Hospital translator challenge dismissed
Associated Press
Mar. 9, 2005
Judge: Plaintiffs didn't show harm

SAN DIEGO - A federal judge has dismissed a lawsuit challenging a Clinton administration policy that requires many doctors and hospitals to provide translators for patients who speak little English.

In a ruling announced Tuesday, Judge Barry Moskowitz said the plaintiffs did not demonstrate how they were harmed by the policy, which applies to all doctors and hospitals that receive federal funding.

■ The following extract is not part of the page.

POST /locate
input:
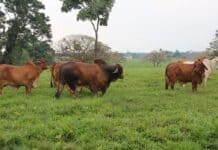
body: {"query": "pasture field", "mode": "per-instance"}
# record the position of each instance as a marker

The lawsuit against the U.S. Department of Health and Human Services was filed in August by several physicians and a group supporting English as the nation's official language. They contended the policy is an expensive and intrusive burden on doctors and limits their right of free speech.

Pacific Legal Foundation, a conservative law firm in Sacramento that represented the plaintiffs, said it would appeal the dismissal.

"The court got it wrong," attorney Sharon Browne said. "Asking doctors to pay for and be legally responsible for the competency of translations for hundreds of foreign languages defies common sense."

The U.S. attorney's office did not immediately return a message seeking comment.

Clinton created the policy in 2000 by issuing an executive order. Supporters have said that patients with limited English skills need to fully understand their doctors.

The plaintiffs, including a San Diego orthopedic surgeon, the nonprofit group ProEnglish and the Association of American Physicians and Surgeons, argued that the policy improperly interprets civil rights law to include language.

A similar lawsuit filed in 2001 in Virginia also was dismissed.